The fight there holds deep emotional significance for me. When your friends fall on a patch of this earth, you want it to mean something.
I flipped through the channels looking for details but found nothing but talking heads behind desks.
Nobody cares…I thought sadly to myself.
Then I heard my favorite reporter’s voice on the television.
Arwa Damon is a reporter’s reporter. Born to an American father and a Syrian mother, Damon is renown for getting the goods from the ground. She embeds herself into conflicts and brings the people of these war zones to life.

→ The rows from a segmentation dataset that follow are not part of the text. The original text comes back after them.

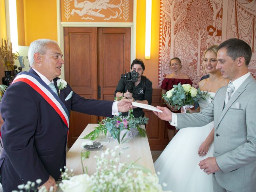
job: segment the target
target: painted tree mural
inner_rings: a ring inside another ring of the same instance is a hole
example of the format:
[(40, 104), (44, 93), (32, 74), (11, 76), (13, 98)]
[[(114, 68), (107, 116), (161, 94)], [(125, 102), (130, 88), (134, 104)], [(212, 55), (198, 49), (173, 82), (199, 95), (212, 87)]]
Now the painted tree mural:
[[(192, 35), (193, 42), (197, 46), (197, 68), (196, 76), (200, 76), (201, 64), (201, 47), (208, 36), (206, 28), (212, 23), (213, 11), (210, 0), (202, 3), (201, 0), (193, 0), (188, 6), (187, 17), (185, 25)], [(206, 13), (207, 13), (206, 14)]]
[(249, 68), (256, 77), (255, 0), (160, 2), (158, 87), (172, 72), (169, 63), (174, 56), (181, 60), (182, 72), (197, 84), (205, 74), (201, 64), (204, 50), (230, 38), (242, 39), (251, 46), (253, 52)]

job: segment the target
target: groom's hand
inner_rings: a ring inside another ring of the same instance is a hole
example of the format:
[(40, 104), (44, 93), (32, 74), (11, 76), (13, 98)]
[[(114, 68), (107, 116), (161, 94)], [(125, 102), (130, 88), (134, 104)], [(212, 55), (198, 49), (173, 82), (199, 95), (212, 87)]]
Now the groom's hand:
[(215, 173), (220, 170), (216, 161), (216, 158), (208, 157), (202, 161), (200, 161), (199, 166), (201, 169), (204, 170), (204, 172), (208, 175)]
[(160, 109), (163, 112), (162, 113), (153, 111), (154, 113), (162, 120), (165, 121), (172, 120), (172, 112), (166, 107), (162, 107), (157, 106), (156, 108)]
[(128, 99), (122, 98), (117, 103), (117, 107), (119, 112), (126, 112), (133, 108), (132, 104), (132, 101)]

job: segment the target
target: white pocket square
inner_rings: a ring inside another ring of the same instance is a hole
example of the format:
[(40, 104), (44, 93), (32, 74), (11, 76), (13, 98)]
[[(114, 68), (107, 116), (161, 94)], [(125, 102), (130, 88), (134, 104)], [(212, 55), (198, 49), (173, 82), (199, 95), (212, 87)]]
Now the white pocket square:
[(67, 100), (68, 100), (69, 99), (70, 99), (72, 96), (72, 94), (73, 94), (73, 91), (71, 91), (71, 92), (70, 93), (69, 93), (69, 94), (68, 94), (68, 95), (67, 96), (67, 97), (66, 98), (66, 99), (65, 99), (65, 100), (66, 101)]
[(231, 106), (233, 109), (240, 109), (240, 104), (238, 102), (235, 103)]

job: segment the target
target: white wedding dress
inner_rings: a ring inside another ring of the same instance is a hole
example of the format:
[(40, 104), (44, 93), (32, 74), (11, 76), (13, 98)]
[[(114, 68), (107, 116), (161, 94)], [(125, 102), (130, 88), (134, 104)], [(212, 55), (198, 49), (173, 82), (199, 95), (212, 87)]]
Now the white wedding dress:
[[(213, 97), (214, 93), (209, 93)], [(202, 109), (211, 102), (201, 99)], [(159, 172), (159, 184), (166, 183), (165, 190), (172, 192), (213, 192), (212, 174), (200, 169), (200, 160), (213, 156), (213, 145), (206, 156), (200, 157), (198, 149), (214, 127), (213, 122), (202, 127), (181, 129), (170, 141), (154, 163), (156, 172)]]

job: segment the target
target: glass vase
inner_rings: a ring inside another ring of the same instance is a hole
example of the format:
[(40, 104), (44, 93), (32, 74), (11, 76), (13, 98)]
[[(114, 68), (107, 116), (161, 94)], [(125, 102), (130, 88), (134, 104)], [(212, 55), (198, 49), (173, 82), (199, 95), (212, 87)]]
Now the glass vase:
[(14, 77), (12, 76), (12, 71), (4, 71), (4, 76), (2, 78), (3, 84), (9, 86), (12, 84)]

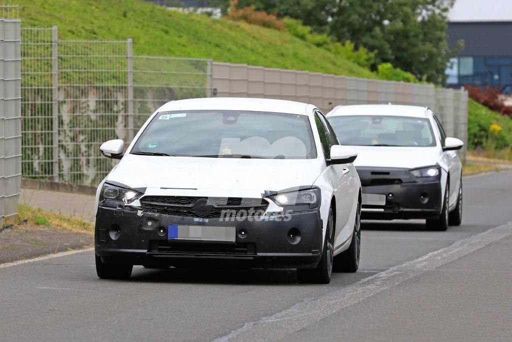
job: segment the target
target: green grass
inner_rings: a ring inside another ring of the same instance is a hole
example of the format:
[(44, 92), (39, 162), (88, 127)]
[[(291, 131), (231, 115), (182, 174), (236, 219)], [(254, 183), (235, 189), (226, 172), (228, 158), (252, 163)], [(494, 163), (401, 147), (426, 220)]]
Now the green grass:
[(58, 27), (62, 39), (134, 39), (138, 55), (309, 70), (369, 78), (369, 70), (286, 32), (185, 14), (142, 0), (19, 0), (24, 27)]
[(4, 220), (4, 226), (19, 225), (24, 221), (29, 224), (49, 226), (80, 232), (92, 233), (94, 224), (76, 217), (49, 212), (24, 203), (18, 204), (18, 213)]
[(466, 176), (470, 174), (490, 172), (505, 170), (504, 168), (491, 164), (480, 164), (468, 162), (462, 168), (462, 174)]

In this segment, she was embedded with the Iraqi Golden Division as the special operations unit fought fanatical ISIS suicide bombers and snipers in the outlying burbs of Mosul.

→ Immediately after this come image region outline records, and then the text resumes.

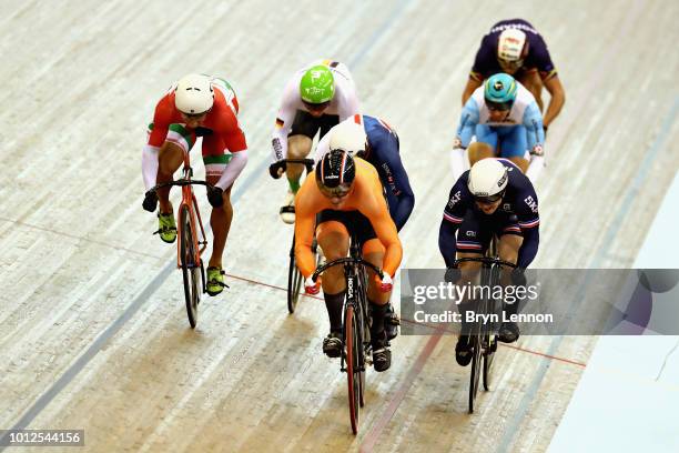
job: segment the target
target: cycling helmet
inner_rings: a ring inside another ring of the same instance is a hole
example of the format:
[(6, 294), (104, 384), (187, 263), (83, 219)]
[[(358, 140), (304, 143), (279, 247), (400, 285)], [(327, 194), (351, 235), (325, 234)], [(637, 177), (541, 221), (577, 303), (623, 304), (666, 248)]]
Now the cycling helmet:
[(203, 74), (189, 74), (176, 82), (174, 107), (189, 115), (202, 115), (212, 109), (214, 92), (211, 78)]
[(509, 110), (516, 99), (516, 80), (504, 72), (490, 76), (484, 85), (484, 98), (490, 110)]
[(521, 30), (509, 28), (503, 30), (497, 40), (497, 58), (506, 62), (517, 62), (526, 57), (526, 33)]
[(365, 130), (362, 124), (357, 124), (354, 121), (353, 117), (331, 129), (330, 134), (331, 151), (346, 151), (351, 157), (365, 152), (367, 142)]
[(494, 203), (501, 199), (507, 189), (507, 168), (497, 159), (482, 159), (469, 170), (467, 188), (480, 202)]
[(348, 193), (356, 178), (354, 158), (343, 150), (331, 150), (316, 164), (316, 184), (326, 197)]
[(308, 104), (323, 104), (332, 101), (335, 94), (333, 72), (323, 64), (310, 68), (300, 81), (300, 95)]

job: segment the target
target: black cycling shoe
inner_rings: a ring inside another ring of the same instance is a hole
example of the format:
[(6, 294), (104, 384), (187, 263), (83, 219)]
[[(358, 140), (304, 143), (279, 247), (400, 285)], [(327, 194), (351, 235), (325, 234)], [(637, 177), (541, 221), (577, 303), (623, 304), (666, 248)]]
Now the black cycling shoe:
[(387, 371), (392, 366), (392, 351), (384, 334), (382, 340), (373, 340), (373, 366), (377, 372)]
[(472, 362), (473, 348), (469, 344), (469, 336), (459, 335), (455, 345), (455, 360), (460, 366), (467, 366)]
[(514, 343), (519, 338), (519, 329), (516, 322), (503, 322), (499, 331), (497, 332), (497, 339), (503, 343)]
[(384, 316), (384, 330), (387, 334), (387, 341), (398, 336), (398, 325), (401, 325), (401, 320), (398, 319), (398, 314), (394, 311), (394, 305), (389, 303)]
[(323, 353), (335, 359), (342, 355), (342, 333), (331, 332), (323, 339)]

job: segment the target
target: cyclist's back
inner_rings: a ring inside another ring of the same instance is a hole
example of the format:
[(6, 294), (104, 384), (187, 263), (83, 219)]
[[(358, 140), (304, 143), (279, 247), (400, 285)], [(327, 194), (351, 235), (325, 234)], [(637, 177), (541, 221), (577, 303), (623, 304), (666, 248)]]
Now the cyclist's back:
[(384, 271), (394, 275), (401, 264), (403, 249), (396, 226), (389, 217), (377, 171), (363, 159), (356, 158), (355, 163), (356, 178), (352, 192), (341, 205), (332, 204), (328, 198), (321, 193), (315, 177), (312, 178), (311, 174), (295, 198), (297, 214), (295, 256), (300, 271), (305, 278), (311, 275), (315, 269), (314, 256), (310, 248), (314, 238), (316, 214), (325, 210), (361, 212), (369, 220), (377, 239), (386, 248)]

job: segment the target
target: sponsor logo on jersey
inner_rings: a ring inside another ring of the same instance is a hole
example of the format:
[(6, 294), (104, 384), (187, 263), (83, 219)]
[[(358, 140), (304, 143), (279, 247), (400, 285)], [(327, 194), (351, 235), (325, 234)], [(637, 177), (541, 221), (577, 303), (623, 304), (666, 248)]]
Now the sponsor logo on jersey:
[(459, 200), (462, 200), (462, 192), (458, 190), (448, 201), (448, 209), (453, 209), (453, 207), (457, 204)]
[(537, 201), (533, 199), (533, 197), (528, 195), (524, 199), (524, 202), (530, 208), (530, 211), (537, 212)]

Rounds pinged off of her armored vehicle. Their gunner blazed away at oncoming suicide car bombers. Soon their convoy was shot from underneath them and they barely escaped. Finally, I was there. I could see it. I could hear it. I could feel what was happening on the ground. None of it was possible until Damon raised her hand and volunteered (once again) to get down into the dirt for us.

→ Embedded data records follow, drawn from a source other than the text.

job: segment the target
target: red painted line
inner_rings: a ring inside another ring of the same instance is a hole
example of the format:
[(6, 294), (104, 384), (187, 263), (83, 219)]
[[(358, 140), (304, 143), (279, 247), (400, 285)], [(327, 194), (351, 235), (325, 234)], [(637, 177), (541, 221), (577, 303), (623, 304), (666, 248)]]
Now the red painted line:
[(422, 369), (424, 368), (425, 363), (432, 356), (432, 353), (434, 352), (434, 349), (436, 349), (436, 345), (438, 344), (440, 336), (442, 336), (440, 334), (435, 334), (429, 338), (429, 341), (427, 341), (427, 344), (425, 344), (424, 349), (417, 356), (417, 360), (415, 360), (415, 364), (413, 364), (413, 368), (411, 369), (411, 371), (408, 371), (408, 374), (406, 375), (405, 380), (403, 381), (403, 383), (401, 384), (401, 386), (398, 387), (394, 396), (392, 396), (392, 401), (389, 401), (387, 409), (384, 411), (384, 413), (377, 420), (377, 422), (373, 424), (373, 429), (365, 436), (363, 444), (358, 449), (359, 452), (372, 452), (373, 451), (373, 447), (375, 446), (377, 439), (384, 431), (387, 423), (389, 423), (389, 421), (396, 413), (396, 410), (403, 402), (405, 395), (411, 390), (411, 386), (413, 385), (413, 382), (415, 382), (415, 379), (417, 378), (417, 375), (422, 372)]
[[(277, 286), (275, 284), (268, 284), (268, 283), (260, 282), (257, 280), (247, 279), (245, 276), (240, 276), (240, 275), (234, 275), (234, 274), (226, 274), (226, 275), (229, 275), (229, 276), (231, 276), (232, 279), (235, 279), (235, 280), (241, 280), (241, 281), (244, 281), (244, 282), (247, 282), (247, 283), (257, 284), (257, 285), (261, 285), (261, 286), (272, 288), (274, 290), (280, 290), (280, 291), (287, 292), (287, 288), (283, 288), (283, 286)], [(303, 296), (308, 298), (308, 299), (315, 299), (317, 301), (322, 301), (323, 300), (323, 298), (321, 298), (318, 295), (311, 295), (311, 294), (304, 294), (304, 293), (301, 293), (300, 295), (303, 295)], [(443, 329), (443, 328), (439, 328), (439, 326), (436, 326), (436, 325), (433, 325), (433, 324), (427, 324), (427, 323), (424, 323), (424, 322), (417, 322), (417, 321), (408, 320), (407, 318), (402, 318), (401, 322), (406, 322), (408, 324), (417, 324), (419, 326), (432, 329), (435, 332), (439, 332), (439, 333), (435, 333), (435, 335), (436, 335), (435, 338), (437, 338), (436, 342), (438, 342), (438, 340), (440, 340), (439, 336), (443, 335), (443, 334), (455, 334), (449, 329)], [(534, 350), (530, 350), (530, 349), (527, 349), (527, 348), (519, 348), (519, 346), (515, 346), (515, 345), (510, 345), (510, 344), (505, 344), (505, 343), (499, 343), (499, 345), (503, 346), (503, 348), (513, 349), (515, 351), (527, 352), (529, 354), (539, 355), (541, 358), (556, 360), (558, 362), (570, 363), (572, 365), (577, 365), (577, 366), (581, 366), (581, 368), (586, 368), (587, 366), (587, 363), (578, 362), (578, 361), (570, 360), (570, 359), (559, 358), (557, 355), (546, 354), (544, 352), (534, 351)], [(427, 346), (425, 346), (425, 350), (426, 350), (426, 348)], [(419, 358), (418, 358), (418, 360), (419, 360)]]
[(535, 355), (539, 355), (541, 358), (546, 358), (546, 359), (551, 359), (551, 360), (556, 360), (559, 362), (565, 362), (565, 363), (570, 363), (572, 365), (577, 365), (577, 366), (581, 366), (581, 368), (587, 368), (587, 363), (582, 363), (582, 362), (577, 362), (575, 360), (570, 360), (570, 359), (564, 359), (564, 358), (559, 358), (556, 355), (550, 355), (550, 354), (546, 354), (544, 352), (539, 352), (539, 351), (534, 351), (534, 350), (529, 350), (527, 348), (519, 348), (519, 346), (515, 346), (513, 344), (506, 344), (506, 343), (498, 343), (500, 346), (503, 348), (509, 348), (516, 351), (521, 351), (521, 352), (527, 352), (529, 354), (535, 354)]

Healthcare marketing has a similar problem.
We simply don’t tell enough stories from the ground. We curate content. We read graphs. We go to meetings. We review reports.
This is our job.
We’re not on the ground enough getting the real feel for the stories in our hallways that are shaping our brand.
This Friday (or one in the near future), I invite you to quit your job.
Quit the meetings. Quit the PowerPoint. Quit copying others.
Walk around and ask questions. Observe. Talk to patients. Make rounds like a nurse trying to win the Nurse of the Year award.
Embed yourself into the walls of your hospital. Find the people who make your brand special. From inspiring patients to funny doctors and go-getter associates, people make stories and your hospitals are filled with intriguing people.
But they don’t live in charts and graphs.
I invite you to do so, because I’ve seen it work. We’ve worked with dozens of health system Chief Marketing Officers over the years and the best of the bunch have a finger on the pulse of the stories that make their hospital special. They embed themselves into their system.
So what’s the difference? When we ask for patient stories from many marketers, it’s akin to pulling teeth. We often get few stories with scant details. They’re passed on from doctors with a fixation on the clinical. It’s not like these aren’t smart CMO’s. It’s simply that they are not close enough to the stories to reveal the compelling details.
They’re reporting from the desk and not the field.
What do we get when a CMO imbeds themselves into their system? We get loads of stories. We get heaps of characters. Many aren’t even clinically amazing. But the people are. The ultimate prize that we get is that our firm and our client partners have more angles to work our campaigns and tell our brand’s story.
We have more opportunity for our patient prospects to say, “That sounds just like me” or “I want to be treated like that.”
Ultimately, conjuring those emotional moments in the living room is our real job. We have our own tools and strategies to help our clients embed themselves into the system but really it starts with getting on the ground and getting a little dirty. That’s all you need to do.
Friday’s are days where people are a little less guarded. People are a little raw from a long week. They are more retrospective as the weekend approaches and they look forward to reclaiming their true selves as known away from work or hospital visits.
It’s the perfect time to quit your job. Doing so just may be the best way to reclaim it.